Immer mehr Kontrolle
Mosambiks Regierung hat die Kämpfer lange als Macheten schwingende Banditen beschrieben und machtlos zugesehen, wie ihr die Kontrolle über große Teile der Provinz verloren ging. Die Nachricht von einem schrecklichen Massaker, bei dem Bewohner des Dorfes Muatide auf einem Platz enthauptet wurden, stellt sie als unwahr dar. In den Flüchtlingslagern berichten jedoch viele Menschen davon. Die Terroristen kontrollieren inzwischen wichtige Versorgungsstraßen, Wasserwege und strategische Städte in Cabo Delgado und haben erste Dörfer im grenznahen Tansania angegriffen.
Der UNHCR-Chef für das südliche Afrika war mit einer Delegation anderer UN-Organisationen im Dezember persönlich in Cabo Delgado. "Es gibt nicht genug zu essen", berichtet Valentin Tapsoba. Auch Wasser sei knapp. Die meisten Flüchtlinge kämen bei Familien in sicheren Gebieten unter. Meist seien es keine Familienangehörigen. Die Hilfsbereitschaft der Bevölkerung sei unfassbar groß. "Manche Familien nehmen bis zu 60 Flüchtlinge auf", sagt Tapsoba. Viele haben bei der überstürzten Flucht ihre Ausweispapiere nicht mitgenommen. Ohne die können Kinder aber nicht zur Schule gehen. "Es besteht die Gefahr, dass eine ganze Generation hier keinen Zugang zu einer Ausbildung haben wird."

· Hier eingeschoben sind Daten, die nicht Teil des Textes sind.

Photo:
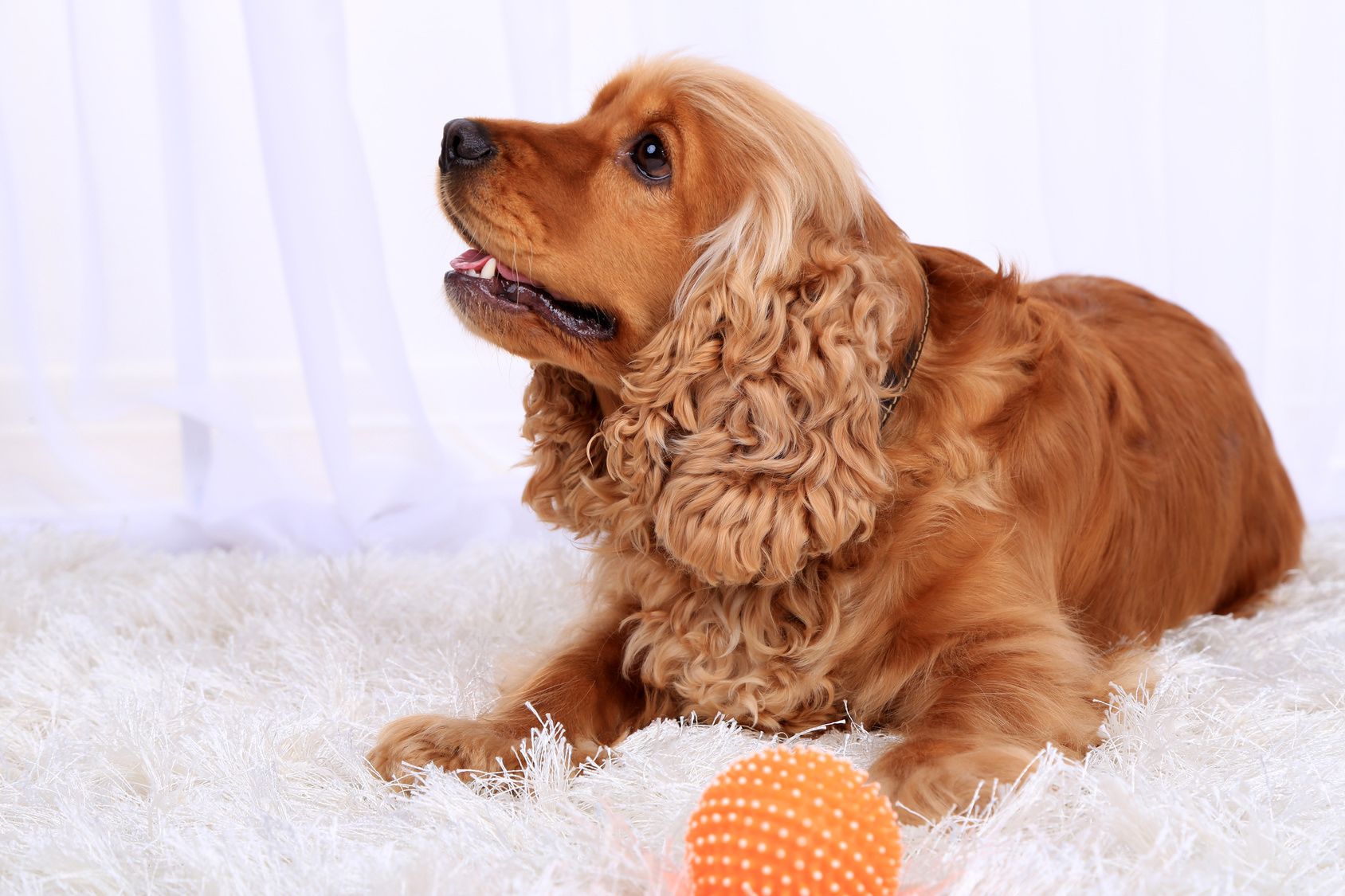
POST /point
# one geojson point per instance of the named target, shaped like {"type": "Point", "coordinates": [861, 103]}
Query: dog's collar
{"type": "Point", "coordinates": [899, 382]}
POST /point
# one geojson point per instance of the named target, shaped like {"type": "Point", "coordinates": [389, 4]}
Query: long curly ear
{"type": "Point", "coordinates": [751, 428]}
{"type": "Point", "coordinates": [561, 420]}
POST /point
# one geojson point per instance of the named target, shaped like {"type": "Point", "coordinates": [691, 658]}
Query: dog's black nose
{"type": "Point", "coordinates": [465, 143]}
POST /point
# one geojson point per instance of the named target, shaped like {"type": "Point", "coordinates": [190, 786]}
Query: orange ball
{"type": "Point", "coordinates": [793, 821]}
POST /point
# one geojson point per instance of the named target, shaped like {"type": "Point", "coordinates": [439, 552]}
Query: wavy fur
{"type": "Point", "coordinates": [1075, 467]}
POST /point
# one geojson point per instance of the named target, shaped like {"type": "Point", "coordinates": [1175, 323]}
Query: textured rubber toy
{"type": "Point", "coordinates": [793, 821]}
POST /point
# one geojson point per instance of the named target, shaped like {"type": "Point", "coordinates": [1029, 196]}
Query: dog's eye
{"type": "Point", "coordinates": [650, 158]}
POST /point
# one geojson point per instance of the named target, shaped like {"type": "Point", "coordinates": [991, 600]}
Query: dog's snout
{"type": "Point", "coordinates": [465, 143]}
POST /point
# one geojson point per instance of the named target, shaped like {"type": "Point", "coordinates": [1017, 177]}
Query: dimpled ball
{"type": "Point", "coordinates": [793, 821]}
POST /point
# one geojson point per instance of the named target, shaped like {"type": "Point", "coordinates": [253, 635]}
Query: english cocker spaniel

"Die internationale Gemeinschaft muss die Regierung von Mosambik bei der Wiederherstellung der Sicherheit in Cabo Delgado unterstützen", fordert Alessandra Casazza, Beraterin für das Entwicklungsprogramm der Vereinten Nationen. Auch WFP-Regionalchefin Castro sieht dringenden Handlungsbedarf: "Wir müssen Hilfe aufstocken." Denn ohne Geld von der internationalen Gemeinschaft und ohne den Willen der mosambikanischen Regierung, den Konflikt anzugehen, stehen die Menschen in Cabo Delgado allein da.